Tika:”Tika dapat dua”
Bapak:”Pinter…Nah, sekarang kalau 4 nugget itu mau bapak bagi untuk mbak Tika, adik Alya, Ibu dan Bapak. Mbak Tika dapat berapa ?”
Tika: “Dua buah, pak. Bapak dua buah, ibu dan adik berbagi yaa…”

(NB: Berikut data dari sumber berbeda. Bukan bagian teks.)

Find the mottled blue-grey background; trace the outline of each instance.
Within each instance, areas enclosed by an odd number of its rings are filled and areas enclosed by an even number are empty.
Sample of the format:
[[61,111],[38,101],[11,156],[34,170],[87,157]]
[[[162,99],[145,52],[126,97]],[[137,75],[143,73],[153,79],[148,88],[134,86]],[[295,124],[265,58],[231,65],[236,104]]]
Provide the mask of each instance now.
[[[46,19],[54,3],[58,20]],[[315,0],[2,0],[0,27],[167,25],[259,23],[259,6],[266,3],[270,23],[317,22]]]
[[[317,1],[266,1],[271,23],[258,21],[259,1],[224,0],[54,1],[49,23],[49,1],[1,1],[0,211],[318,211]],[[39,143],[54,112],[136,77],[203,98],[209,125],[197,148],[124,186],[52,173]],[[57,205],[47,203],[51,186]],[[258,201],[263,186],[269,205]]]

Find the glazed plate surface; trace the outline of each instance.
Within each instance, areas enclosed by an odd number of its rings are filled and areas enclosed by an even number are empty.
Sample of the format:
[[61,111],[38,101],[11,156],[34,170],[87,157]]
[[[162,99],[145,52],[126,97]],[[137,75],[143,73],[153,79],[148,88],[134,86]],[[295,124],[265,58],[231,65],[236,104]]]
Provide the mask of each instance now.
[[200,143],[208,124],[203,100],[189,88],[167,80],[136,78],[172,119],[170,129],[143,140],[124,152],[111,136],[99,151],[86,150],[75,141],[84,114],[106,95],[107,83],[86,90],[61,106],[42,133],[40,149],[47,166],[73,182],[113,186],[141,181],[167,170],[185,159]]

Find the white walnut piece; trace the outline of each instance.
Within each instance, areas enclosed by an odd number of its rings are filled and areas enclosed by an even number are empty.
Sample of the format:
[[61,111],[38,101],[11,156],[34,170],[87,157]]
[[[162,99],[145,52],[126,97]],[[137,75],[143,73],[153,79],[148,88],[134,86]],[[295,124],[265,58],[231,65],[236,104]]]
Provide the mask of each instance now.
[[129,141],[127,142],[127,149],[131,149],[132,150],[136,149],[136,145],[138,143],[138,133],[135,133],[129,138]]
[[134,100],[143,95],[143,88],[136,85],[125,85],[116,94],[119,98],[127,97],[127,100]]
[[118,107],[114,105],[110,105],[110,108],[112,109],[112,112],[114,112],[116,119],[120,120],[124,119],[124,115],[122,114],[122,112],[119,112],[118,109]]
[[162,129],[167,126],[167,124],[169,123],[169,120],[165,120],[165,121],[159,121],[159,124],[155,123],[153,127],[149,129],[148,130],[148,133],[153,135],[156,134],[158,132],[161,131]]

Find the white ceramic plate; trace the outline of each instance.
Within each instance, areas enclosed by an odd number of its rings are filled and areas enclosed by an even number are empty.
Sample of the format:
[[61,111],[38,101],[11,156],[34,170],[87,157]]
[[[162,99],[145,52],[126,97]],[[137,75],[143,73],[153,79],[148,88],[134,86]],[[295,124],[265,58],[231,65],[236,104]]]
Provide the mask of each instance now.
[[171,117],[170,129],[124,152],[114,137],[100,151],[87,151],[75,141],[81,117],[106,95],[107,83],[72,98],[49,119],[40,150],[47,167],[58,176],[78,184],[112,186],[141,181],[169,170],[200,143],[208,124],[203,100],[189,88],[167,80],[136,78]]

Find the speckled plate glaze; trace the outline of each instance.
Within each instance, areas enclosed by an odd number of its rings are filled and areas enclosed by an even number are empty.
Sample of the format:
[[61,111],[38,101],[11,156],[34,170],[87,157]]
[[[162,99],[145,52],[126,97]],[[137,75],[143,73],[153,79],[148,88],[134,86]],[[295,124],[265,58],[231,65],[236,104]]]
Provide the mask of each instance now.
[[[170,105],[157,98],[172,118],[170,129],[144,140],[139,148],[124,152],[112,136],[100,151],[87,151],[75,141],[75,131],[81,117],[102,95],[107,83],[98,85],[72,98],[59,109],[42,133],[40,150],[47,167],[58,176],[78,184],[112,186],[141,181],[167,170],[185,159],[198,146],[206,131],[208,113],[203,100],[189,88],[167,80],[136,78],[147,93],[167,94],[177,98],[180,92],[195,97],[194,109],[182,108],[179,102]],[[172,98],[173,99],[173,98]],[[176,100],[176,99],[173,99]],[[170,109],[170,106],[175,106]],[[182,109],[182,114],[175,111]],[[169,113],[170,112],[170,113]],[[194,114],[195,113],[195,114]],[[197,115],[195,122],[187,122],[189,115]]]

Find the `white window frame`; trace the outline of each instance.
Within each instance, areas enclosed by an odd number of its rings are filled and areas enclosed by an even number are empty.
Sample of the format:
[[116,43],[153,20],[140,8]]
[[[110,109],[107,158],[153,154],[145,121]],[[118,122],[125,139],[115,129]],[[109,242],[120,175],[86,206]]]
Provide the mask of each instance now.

Bapak: “Lho…koq Tika dapat dua ?”
Tika: “Iya..Soalnya aku biasa makan dua buah, pak”
PERKALIAN
Bapak: “Tika…bapak mau membagi nugget nih. Dua buat Tika, dua buat dik Alya, dua buat ibu dan dua lagi buat bapak. Jadi semuanya berapa buah hayoo ?”
Tika: sibuk mengacungkan dua jari telunjuk dan tengah, tangan kiri dan kanan, terus teriak “Bapak….mana jari bapak ?”
Ehm…mengajar berhitung anak memang tidak semudah yang dikira.